Other highlights in this issue of Best’s Journal include as follows:
- U.S. Private Passenger Nonstandard Auto Market Experiences Pressure: Small, regional and single-state writers of private passenger nonstandard auto policies have seen their operating performance deteriorate over the past decade and are struggling to maintain market share. Increased competition from large standard auto writers, economic conditions, limited scale, rising loss severity trends and fraud all have played a role in this downturn, which isn’t likely to subside in the near future.
- Location is a Crucial Factor for U.S. Health Insurers’ Growth from Medicaid Expansion: Medicaid has been a material source of growth for the health insurance industry in recent years and will continue to help the segment develop, especially given the recent expansion of the program by many states.
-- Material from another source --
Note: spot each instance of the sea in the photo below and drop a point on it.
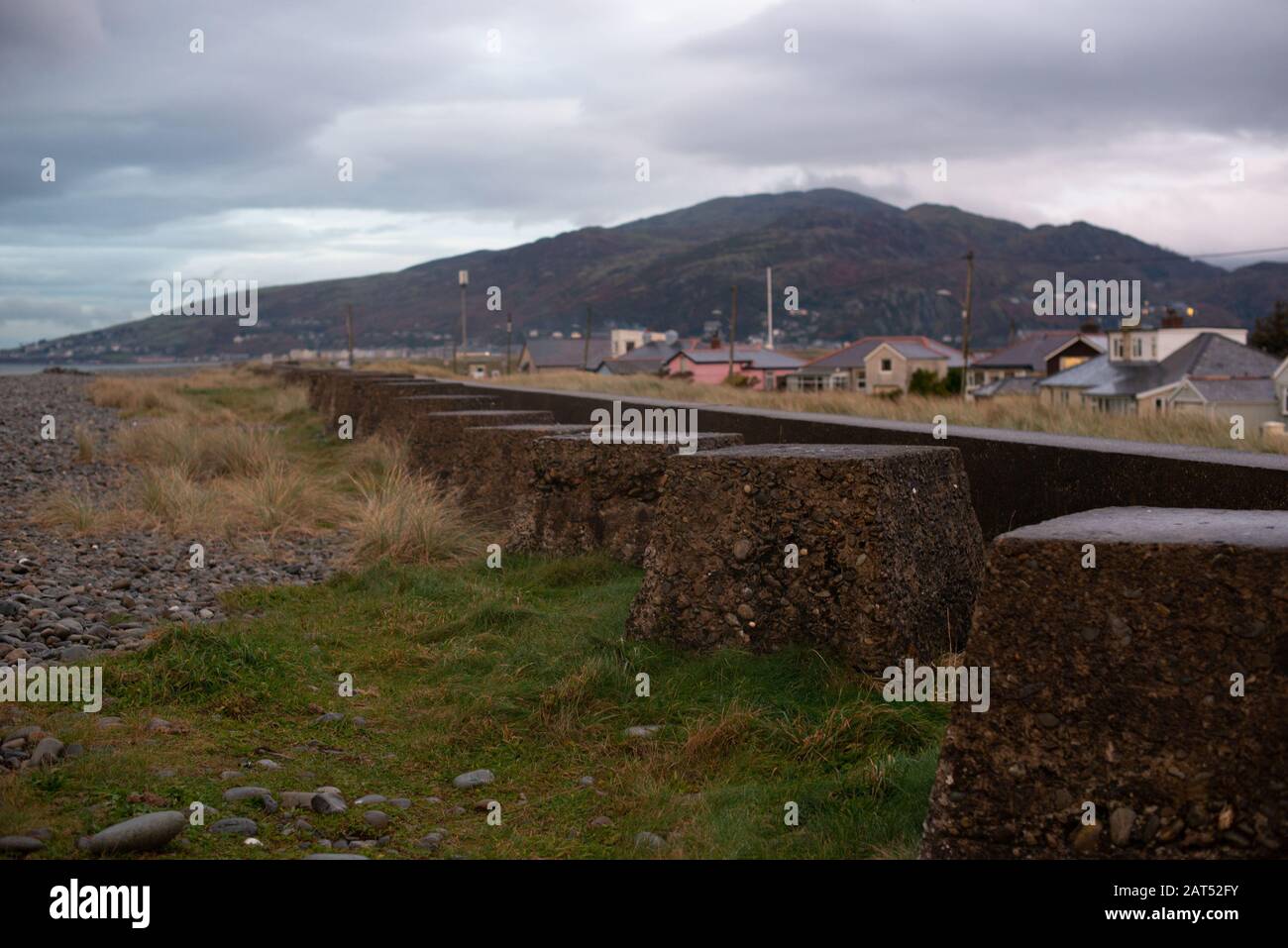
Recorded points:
(33, 368)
The economic downturn and high unemployment drove natural growth for health insurers that operate in the Medicaid industry. More recently, their growth is being driven by factors related to the Affordable Care Act (ACA) and expansion of Medicaid income-eligibility requirements.
- Solvency II Progresses, but Significant Challenges In Store for Europe’s Insurers: While most stakeholders initially welcomed the Solvency II project, a more mixed reaction has developed for an insurance regulatory framework that promises to be risk-based, promote market efficiency and harmonize regulation. Since regulatory solvency calculations do not directly affect underlying solvency, A.M. Best does not expect Solvency II to have an automatic effect on ratings of European insurers.
- Recent noteworthy Best’s Credit Rating Actions, rating rationales and more.
Best’s Journal is available exclusively as part of a subscription to the Best’s Insurance News & Analysis service, and is delivered every two weeks as a bound, printed publication and in digital format via the Best’s Insurance News & Analysis website. Each issue is an installment in a cumulative business resource that provides insight from A.M. Best’s perspective as a credit rating agency, data provider and news publisher with a unique focus on the insurance industry.